Practical error bounds for the forces
This is a simple example showing how to compute error estimates for the forces on a ${\rm TiO}_2$ molecule, from which we can either compute asymptotically valid error bounds or increase the precision on the computation of the forces.
The strategy we follow is described with more details in [CDKL2021] and we will use in comments the density matrices framework. We will also needs operators and functions from src/scf/newton.jl
.
using DFTK
using Printf
using LinearAlgebra
using ForwardDiff
using LinearMaps
using IterativeSolvers
Setup
We setup manually the ${\rm TiO}_2$ configuration from Materials Project.
Ti = ElementPsp(:Ti; psp=load_psp("hgh/lda/ti-q4.hgh"))
O = ElementPsp(:O; psp=load_psp("hgh/lda/o-q6.hgh"))
atoms = [Ti, Ti, O, O, O, O]
positions = [[0.5, 0.5, 0.5], # Ti
[0.0, 0.0, 0.0], # Ti
[0.19542, 0.80458, 0.5], # O
[0.80458, 0.19542, 0.5], # O
[0.30458, 0.30458, 0.0], # O
[0.69542, 0.69542, 0.0]] # O
lattice = [[8.79341 0.0 0.0];
[0.0 8.79341 0.0];
[0.0 0.0 5.61098]];
We apply a small displacement to one of the $\rm Ti$ atoms to get nonzero forces.
positions[1] .+= [-0.022, 0.028, 0.035]
3-element Vector{Float64}:
0.478
0.528
0.535
We build a model with one $k$-point only, not too high Ecut_ref
and small tolerance to limit computational time. These parameters can be increased for more precise results.
model = model_DFT(lattice, atoms, positions; functionals=LDA())
kgrid = [1, 1, 1]
Ecut_ref = 35
basis_ref = PlaneWaveBasis(model; Ecut=Ecut_ref, kgrid)
tol = 1e-5;
Computations
We compute the reference solution $P_*$ from which we will compute the references forces.
scfres_ref = self_consistent_field(basis_ref; tol, callback=identity)

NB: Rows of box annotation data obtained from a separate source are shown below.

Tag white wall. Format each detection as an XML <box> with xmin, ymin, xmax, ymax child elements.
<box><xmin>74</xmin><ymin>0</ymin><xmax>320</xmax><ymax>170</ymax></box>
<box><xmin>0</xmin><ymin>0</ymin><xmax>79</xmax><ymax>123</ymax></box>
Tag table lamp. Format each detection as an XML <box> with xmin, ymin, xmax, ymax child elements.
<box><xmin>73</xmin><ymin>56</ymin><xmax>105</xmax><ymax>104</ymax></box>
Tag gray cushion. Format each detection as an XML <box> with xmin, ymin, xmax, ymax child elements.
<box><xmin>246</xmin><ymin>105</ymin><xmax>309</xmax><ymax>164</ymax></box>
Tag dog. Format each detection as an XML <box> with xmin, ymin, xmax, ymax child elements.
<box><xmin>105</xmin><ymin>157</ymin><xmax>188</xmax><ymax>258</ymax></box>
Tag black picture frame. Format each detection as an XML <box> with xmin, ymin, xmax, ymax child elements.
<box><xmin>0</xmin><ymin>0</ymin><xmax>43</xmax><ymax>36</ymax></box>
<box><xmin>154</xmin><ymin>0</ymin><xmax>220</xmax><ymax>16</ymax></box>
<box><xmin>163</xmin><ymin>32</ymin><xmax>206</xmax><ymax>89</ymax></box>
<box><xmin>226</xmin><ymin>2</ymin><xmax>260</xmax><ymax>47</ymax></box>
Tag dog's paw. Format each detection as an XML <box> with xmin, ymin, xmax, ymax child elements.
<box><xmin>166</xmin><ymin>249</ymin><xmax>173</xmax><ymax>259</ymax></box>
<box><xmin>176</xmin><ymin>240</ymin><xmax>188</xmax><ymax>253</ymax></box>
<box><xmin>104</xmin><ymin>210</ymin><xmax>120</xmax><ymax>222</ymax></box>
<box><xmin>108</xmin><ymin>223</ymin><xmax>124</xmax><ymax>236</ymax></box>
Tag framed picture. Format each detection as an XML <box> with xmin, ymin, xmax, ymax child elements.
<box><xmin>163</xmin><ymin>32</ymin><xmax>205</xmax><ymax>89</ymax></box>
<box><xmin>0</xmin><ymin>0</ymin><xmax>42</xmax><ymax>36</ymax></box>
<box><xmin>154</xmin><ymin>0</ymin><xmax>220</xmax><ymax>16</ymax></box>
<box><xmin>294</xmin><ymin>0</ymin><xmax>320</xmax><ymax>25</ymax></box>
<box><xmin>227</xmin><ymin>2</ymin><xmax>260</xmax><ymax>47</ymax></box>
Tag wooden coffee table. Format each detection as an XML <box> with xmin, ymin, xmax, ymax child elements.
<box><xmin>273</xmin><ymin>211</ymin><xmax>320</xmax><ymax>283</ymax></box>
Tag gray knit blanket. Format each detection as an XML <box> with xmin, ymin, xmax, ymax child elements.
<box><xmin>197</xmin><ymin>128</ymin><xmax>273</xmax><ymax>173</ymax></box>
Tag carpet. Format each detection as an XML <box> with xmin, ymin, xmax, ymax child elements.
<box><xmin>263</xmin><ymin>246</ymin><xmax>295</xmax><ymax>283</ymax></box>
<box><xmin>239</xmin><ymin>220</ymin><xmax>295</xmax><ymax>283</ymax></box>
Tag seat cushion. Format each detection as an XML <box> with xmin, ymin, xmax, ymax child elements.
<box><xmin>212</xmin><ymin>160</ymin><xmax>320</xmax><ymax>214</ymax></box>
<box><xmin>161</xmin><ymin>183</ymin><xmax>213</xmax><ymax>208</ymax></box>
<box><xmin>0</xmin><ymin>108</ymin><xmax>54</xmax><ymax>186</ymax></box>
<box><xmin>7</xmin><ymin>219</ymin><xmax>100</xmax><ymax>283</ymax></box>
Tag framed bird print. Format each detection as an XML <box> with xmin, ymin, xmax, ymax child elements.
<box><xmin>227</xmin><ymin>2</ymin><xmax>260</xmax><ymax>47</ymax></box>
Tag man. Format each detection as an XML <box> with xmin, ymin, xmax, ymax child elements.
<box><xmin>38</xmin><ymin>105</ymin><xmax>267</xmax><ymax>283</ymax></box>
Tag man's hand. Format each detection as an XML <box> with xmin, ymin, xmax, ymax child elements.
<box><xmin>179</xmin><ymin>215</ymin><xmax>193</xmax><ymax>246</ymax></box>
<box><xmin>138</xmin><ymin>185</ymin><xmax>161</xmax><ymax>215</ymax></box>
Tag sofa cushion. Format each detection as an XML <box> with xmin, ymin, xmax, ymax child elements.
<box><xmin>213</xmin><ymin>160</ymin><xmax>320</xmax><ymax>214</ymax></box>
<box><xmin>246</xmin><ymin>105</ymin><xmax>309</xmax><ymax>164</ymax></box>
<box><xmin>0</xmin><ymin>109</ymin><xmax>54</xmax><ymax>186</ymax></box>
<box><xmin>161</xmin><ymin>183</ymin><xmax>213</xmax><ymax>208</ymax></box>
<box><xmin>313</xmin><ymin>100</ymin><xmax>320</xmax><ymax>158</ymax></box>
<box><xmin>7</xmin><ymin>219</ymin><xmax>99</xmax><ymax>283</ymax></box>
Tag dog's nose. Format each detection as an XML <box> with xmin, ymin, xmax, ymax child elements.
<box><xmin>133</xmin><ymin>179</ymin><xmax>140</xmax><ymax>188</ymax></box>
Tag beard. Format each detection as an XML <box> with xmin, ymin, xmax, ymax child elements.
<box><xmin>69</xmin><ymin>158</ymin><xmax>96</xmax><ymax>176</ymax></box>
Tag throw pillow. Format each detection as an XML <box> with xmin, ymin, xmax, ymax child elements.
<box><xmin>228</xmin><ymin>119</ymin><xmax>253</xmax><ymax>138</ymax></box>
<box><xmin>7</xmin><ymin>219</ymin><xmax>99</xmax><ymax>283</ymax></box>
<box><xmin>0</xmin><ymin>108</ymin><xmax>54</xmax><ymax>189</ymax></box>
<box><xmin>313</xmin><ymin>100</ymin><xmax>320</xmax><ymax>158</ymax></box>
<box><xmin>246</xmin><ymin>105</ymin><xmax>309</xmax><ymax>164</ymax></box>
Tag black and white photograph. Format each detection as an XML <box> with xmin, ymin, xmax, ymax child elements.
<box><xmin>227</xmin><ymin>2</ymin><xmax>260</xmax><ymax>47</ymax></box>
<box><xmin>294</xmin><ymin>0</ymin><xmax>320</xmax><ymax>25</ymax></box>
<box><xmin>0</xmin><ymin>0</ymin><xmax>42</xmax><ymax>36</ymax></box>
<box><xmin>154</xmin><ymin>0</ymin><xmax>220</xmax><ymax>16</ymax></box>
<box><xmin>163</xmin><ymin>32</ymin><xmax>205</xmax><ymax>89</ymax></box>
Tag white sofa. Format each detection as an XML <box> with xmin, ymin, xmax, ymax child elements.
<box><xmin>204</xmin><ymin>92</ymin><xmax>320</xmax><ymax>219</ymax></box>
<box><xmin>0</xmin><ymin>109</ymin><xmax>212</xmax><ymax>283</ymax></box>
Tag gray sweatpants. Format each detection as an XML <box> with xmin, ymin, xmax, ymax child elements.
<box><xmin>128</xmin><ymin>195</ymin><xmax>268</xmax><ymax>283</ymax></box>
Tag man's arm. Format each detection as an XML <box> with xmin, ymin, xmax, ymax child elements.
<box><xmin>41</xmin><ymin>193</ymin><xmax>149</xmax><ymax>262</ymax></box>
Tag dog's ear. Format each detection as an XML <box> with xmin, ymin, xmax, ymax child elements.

ψ_ref = DFTK.select_occupied_orbitals(basis_ref, scfres_ref.ψ, scfres_ref.occupation).ψ;
We compute a variational approximation of the reference solution with smaller Ecut
. ψr
, ρr
and Er
are the quantities computed with Ecut
and then extended to the reference grid.
Be careful to choose Ecut
not too close to Ecut_ref
. Note also that the current choice Ecut_ref = 35
is such that the reference solution is not converged and Ecut = 15
is such that the asymptotic regime (crucial to validate the approach) is barely established.
Ecut = 15
basis = PlaneWaveBasis(model; Ecut, kgrid)
scfres = self_consistent_field(basis; tol, callback=identity)
ψr = DFTK.transfer_blochwave(scfres.ψ, basis, basis_ref)
ρr = compute_density(basis_ref, ψr, scfres.occupation)
Er, hamr = energy_hamiltonian(basis_ref, ψr, scfres.occupation; ρ=ρr);
We then compute several quantities that we need to evaluate the error bounds.
- Compute the residual $R(P)$, and remove the virtual orbitals, as required in
src/scf/newton.jl
.
res = DFTK.compute_projected_gradient(basis_ref, ψr, scfres.occupation)
res, occ = DFTK.select_occupied_orbitals(basis_ref, res, scfres.occupation)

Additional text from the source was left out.